Nachdem sie einen Augenblick nachgedacht hatte, entgegnete sie: ~My eyes are bad!~ dann verbesserte sie dies in ~my eyes are sick.~

* * * * *

Einige interessante Ergänzungen zu den Briefen finden sich in dem von Fräulein Sullivan für den offiziellen Jahresbericht des Perkinsschen Instituts für 1887 verfaßten zusammenhängenden Ueberblick über Helens bisherige Entwickelung. Nach Erwähnung der Szene am Brunnen (s. oben S. 225) heißt es weiter:

Demnächst kamen die örtlichen Präpositionen an die Reihe. Helens Kleid wurde +in+ eine Truhe gelegt und dann +auf+ diese, und ich buchstabierte ihr dann diese Präpositionen in die Hand. Den Unterschied zwischen ~in~ und ~on~ lernte sie sehr bald, obgleich es einige Zeit dauerte, ehe sie diese Wörter in selbständig gebildeten Sätzen gebrauchen konnte. Wenn es irgend möglich war, führte sie die Lektion mimisch durch; und es machte ihr großes Vergnügen, +auf+ dem Stuhle zu stehen oder +in+ den Kleiderschrank gestellt zu werden.
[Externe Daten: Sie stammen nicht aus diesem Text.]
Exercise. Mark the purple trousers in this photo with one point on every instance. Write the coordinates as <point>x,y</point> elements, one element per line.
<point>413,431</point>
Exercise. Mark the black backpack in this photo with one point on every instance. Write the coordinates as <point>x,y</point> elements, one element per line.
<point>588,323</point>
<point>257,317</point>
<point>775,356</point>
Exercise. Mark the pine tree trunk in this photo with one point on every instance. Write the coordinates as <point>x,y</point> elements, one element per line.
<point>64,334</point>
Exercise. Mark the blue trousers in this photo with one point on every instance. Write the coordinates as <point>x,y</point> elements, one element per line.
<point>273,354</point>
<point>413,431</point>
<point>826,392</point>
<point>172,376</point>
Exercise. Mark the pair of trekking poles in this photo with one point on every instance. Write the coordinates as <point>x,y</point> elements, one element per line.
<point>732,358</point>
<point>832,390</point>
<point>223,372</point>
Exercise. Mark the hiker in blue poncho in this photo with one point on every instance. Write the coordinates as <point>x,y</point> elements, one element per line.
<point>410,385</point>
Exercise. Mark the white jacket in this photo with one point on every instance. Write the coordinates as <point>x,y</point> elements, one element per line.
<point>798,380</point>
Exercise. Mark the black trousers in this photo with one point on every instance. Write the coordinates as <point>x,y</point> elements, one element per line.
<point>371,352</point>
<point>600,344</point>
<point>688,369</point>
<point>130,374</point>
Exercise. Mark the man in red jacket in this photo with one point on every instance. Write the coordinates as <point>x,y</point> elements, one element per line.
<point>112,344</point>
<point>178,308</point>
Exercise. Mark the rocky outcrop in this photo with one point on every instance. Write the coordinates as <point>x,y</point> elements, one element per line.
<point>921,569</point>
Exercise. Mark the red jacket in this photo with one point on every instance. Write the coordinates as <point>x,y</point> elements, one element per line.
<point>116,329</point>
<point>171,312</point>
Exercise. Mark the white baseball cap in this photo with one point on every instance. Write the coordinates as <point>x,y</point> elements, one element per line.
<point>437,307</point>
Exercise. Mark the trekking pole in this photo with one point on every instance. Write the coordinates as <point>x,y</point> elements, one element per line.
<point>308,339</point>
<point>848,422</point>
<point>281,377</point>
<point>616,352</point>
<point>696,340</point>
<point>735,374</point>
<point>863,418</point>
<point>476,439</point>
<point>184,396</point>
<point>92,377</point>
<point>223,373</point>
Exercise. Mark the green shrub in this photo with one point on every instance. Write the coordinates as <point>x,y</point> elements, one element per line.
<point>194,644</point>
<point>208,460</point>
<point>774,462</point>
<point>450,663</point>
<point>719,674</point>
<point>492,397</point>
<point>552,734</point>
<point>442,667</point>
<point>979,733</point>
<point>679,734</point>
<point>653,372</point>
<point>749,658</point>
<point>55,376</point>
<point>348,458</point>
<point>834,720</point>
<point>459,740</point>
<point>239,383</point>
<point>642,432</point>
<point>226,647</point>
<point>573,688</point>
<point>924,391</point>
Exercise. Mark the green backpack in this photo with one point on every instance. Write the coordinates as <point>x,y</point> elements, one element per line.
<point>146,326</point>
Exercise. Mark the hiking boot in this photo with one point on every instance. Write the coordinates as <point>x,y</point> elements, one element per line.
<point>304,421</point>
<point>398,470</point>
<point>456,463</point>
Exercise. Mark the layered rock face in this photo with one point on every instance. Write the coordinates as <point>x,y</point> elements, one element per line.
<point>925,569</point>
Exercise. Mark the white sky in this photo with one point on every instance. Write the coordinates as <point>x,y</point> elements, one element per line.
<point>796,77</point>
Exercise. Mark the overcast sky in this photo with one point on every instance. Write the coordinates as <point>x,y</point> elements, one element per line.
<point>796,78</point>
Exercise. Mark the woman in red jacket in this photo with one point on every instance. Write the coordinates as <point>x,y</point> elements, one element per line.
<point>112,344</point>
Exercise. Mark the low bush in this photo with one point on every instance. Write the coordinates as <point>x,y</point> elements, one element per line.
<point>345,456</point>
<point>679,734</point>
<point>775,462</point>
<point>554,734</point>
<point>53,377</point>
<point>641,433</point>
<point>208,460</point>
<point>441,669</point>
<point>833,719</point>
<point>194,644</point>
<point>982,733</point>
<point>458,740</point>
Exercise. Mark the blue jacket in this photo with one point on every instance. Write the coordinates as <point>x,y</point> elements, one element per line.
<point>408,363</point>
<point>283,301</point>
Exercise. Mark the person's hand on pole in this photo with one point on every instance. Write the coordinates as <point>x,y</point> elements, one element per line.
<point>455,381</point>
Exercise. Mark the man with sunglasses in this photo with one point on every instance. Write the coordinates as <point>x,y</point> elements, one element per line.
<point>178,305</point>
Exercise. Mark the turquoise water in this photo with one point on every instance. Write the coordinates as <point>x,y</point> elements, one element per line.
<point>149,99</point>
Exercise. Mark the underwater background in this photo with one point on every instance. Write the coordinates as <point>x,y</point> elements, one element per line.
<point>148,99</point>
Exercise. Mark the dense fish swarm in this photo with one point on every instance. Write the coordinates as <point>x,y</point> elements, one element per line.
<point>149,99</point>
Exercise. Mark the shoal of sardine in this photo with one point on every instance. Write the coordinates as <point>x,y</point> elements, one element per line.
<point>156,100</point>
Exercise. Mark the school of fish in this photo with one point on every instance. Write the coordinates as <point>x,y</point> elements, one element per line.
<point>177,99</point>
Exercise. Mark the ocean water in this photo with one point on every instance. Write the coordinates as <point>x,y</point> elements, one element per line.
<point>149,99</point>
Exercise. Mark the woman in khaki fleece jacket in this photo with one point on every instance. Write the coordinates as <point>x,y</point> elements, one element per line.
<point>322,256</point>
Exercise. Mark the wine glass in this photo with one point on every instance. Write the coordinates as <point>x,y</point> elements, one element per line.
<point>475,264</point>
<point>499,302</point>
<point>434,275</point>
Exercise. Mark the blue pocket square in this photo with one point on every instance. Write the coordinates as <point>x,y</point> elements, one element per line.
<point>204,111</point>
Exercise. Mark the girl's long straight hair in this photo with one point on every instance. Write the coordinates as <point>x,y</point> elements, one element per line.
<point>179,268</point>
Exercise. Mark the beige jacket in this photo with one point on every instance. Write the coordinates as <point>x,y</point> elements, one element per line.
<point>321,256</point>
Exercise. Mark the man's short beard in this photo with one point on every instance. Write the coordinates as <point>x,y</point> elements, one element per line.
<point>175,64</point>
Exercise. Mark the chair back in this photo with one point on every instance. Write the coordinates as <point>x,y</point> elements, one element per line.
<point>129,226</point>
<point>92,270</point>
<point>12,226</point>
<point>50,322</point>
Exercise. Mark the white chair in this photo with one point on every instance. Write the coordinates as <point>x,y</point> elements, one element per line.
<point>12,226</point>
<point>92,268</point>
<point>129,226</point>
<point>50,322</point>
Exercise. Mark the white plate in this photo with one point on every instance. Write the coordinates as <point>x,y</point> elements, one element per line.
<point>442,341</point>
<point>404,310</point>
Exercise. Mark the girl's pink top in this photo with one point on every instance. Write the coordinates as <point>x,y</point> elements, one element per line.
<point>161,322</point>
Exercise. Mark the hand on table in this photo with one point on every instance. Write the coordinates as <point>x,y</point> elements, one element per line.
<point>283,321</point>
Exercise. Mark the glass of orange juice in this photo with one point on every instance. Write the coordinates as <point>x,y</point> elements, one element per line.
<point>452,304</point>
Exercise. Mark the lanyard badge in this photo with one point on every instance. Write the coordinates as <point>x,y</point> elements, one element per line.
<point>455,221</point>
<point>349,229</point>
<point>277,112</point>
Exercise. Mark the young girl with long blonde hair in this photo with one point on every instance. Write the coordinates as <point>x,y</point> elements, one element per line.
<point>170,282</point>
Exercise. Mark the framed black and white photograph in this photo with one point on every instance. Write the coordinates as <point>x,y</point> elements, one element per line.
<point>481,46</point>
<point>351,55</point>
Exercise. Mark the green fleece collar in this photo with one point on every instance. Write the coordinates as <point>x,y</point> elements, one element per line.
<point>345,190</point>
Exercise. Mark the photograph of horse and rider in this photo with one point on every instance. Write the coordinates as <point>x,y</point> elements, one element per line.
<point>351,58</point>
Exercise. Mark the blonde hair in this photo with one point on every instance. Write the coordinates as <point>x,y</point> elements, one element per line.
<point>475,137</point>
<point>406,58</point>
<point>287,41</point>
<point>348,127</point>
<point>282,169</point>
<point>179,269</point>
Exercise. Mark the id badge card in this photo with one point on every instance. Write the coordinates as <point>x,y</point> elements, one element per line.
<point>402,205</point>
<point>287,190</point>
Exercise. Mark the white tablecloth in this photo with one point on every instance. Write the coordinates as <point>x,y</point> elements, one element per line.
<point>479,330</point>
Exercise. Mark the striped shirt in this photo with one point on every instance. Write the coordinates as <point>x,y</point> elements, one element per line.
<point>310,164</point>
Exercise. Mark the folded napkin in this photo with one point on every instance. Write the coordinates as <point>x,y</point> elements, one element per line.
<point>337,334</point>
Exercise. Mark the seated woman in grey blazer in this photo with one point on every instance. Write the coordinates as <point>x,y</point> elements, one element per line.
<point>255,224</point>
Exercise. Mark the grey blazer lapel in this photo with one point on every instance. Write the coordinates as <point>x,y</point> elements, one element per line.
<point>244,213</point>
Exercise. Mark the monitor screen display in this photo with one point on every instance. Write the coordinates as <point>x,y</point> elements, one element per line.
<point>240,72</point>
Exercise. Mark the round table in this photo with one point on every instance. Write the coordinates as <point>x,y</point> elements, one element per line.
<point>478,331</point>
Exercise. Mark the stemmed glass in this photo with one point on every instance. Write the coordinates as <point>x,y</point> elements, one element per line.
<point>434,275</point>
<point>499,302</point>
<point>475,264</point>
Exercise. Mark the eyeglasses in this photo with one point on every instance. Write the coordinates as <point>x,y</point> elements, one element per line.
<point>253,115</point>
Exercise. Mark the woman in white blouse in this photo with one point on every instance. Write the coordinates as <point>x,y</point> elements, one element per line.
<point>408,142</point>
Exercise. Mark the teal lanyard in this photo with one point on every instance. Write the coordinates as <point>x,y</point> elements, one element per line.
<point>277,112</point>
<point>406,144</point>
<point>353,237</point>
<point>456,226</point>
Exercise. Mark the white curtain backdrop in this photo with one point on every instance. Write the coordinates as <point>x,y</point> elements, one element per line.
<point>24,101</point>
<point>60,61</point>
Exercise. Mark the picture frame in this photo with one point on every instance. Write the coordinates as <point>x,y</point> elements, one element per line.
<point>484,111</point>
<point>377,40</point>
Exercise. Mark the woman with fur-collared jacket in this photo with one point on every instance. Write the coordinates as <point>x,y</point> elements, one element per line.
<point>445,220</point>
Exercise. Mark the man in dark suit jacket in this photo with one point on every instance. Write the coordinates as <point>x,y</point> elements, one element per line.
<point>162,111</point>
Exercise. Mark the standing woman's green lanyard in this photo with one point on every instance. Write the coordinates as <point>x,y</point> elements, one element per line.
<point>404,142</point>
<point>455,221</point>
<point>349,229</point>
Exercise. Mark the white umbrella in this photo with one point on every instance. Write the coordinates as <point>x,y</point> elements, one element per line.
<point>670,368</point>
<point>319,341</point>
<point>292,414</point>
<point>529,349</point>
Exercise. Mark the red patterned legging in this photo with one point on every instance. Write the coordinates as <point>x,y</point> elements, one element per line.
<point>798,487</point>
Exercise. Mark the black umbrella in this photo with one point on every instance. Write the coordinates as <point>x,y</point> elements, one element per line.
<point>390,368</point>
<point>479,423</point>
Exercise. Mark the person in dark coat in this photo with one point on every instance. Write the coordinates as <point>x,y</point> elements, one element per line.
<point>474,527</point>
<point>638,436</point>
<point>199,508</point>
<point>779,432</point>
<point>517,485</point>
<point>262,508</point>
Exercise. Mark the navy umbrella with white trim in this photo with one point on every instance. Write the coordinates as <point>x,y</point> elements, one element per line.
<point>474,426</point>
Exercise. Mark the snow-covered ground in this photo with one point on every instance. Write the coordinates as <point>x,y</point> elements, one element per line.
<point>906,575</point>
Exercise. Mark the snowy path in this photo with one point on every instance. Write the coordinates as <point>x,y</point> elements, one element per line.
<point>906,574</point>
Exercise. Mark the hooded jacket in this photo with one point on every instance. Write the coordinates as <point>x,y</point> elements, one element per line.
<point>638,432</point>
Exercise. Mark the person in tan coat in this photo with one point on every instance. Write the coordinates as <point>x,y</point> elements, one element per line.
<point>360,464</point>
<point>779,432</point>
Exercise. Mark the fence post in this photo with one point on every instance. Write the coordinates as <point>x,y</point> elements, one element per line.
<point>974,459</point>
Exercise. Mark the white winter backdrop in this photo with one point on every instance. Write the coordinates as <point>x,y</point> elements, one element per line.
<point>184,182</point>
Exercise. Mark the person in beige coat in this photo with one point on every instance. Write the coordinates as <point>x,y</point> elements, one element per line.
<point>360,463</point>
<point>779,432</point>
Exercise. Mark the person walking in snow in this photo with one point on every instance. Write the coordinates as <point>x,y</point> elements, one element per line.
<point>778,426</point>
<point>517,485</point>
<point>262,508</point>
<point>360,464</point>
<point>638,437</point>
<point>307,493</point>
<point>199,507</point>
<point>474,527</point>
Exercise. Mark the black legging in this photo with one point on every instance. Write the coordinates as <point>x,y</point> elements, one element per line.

In Verbindung mit dieser Lektion lernte sie die Namen der Familienmitglieder und das Wort ~is~. ~Helen is in wardrobe, Mildred is in crib, Box is on table, Papa is on bed~ sind Beispiele von Sätzen, die von ihr Ende April gebildet wurden.

Nunmehr folgte eine Lektion über Adjectiva. Ich nahm einen großen, weichen Ball aus Wolle und eine Bleikugel. Helen begriff den Größenunterschied sofort. Als sie die Kugel in die Hand nahm, machte sie ihr gewöhnliches Zeichen für klein (s. S. 229); dann nahm sie einen wollenen Ball und machte das Zeichen für groß. Ich setzte die Adjectiva ~large~ und ~small~ an die Stelle dieser Zeichen. Dann wurde ihre Aufmerksamkeit auf die Härte der Kugel und die Weichheit des Balles gelenkt, und sie lernte die Adjectiva ~soft~ und ~hard~. Ein paar Minuten später befühlte sie den Kopf ihrer kleinen Schwester und sagte zu ihrer Mutter: ~Mildred’s head is small and hard.~ Demnächst suchte ich ihr den Unterschied zwischen »schnell« und »langsam« klarzumachen. Sie half mir eines Tages Wolle wickeln, zuerst rasch und dann langsam. Dann sagte ich zu ihr mittels des Fingeralphabets: ~Wind fast~ oder ~wind slow~, indem ich ihr dabei die Hände hielt und zeigte, wie sie es machen sollte. Am nächsten Tage buchstabierte sie mir während der Turnübungen in die Hand: ~Helen wind fast~ und begann rasch zu gehen. Dann sagte sie: ~Helen wind slow~ und paßte ihre Bewegungen wiederum den Worten an.